À propos de « Quelque chose d’elle » de Jackie Dervichian, éditions Dergham, Beyrouth, 2018
À qui veut comprendre quelque chose au mystère du Liban, il faut lire « Quelque chose d’elle » de Jackie Dervichian.
En effet, avec tout son coeur, et comme c’est un coeur immense, son livre dit un peu, beaucoup, à la folie quelque chose d’elle.
On y découvre un tissus d’émotions à fleur de peau, dans cette vie moyen-orientale chahutée par les identités et les migrations.
On traverse avec l’héroïne la tendresse partagée d’une mère, d’un père qui savent toute la difficulté d’être d’ailleurs, d’ici, de partout, éternellement chahuté de pays en pays, sans vraiment pouvoir planter ses racines quelque part, ou si ces racines existent, l’endroit en est interdit d’accès, les rejetant en éternel exil.
C’est toute la force et la faiblesse du Liban, dernier pays héritier d’une cosmopolitisme sacrifié sur l’autel des particularismes, des nationalismes.
Ce Liban là, multiculturel, véritable mosaïque, vibre dans ce foisonnement, cette exubérance.
On suit pas à pas, au rythme d’une prose poétique toute de tendresse et d’amour, les pas balbutiant de Saune.
Il lui en faut de la tendresse et de l’amour pour franchir les obstacles, avancer en terre tantôt accueillante, tantôt ravagée par les bombes et les attentats.
Lorsqu’on vit dans le confort européen, on a du mal à sentir tout ce qu’il faut d’amour pour survivre à l’hostilité, traverser les périodes où les communautés s’opposent jusqu’à s’entretuer.
Pourtant c’est ce qu’il lui faut, à Saune, cet amour salvateur qui est là, entre les lignes, comme une main tendue pour aider à ne retenir que la tendresse du monde.
C’est toute la force de l’écriture de Jackie Dervichian que de nous donner à sentir, à voir.

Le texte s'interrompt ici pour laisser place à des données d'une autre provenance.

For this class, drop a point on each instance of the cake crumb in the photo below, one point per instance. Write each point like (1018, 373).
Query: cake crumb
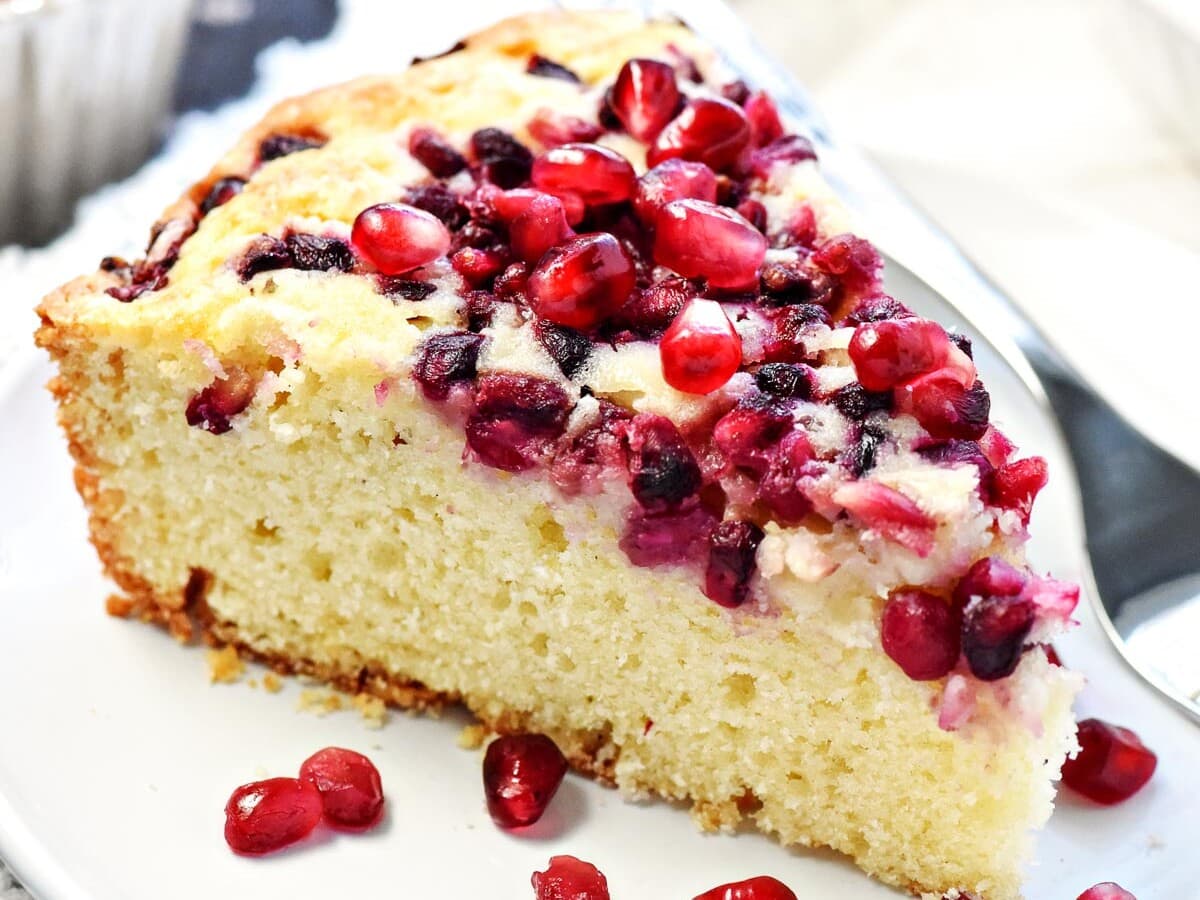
(319, 702)
(473, 737)
(372, 709)
(119, 606)
(225, 665)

Les mots se font poème, chant vibrant au rythme des battements du coeur.
Tout est là, il ne manque que les images. Bien que, en fermant les yeux et en suivant le rythme des phrases, on voit, on imagine.
L’amour est tellement fort qu’il n’est plus de frontières, plus de barrières.
C’est un monde qui s’ouvre où les convulsions du siècle se trouvent apaisées d’une main fraîche sur le front fiévreux.
C’est une étoile qui brille dans le ciel d’Orient et donne envie d’ouvrir les bras et de la bercer, Saune, sauvage et rebelle, belle comme un jour oriental, si pleine de son histoire qui traverse les spasmes de l’Histoire.
On imagine cet élan retenu, cette infinie douceur qui se décline au fil d’une vie, ce baiser qui s’esquisse mais ne s’exprime pas, sinon dans un murmure intérieur.
C’est un film dont les images en noir et blanc, ou en couleur sépia donnerait envie de ne cesser de le regarder pour la seule beauté des âmes qui se croisent.
C’est un hymne d’amour permanent, déposé sur les paupières du soir, un baiser tendre sur le front des étoiles, histoire de poursuivre dans les rêves toute la beauté de vivre.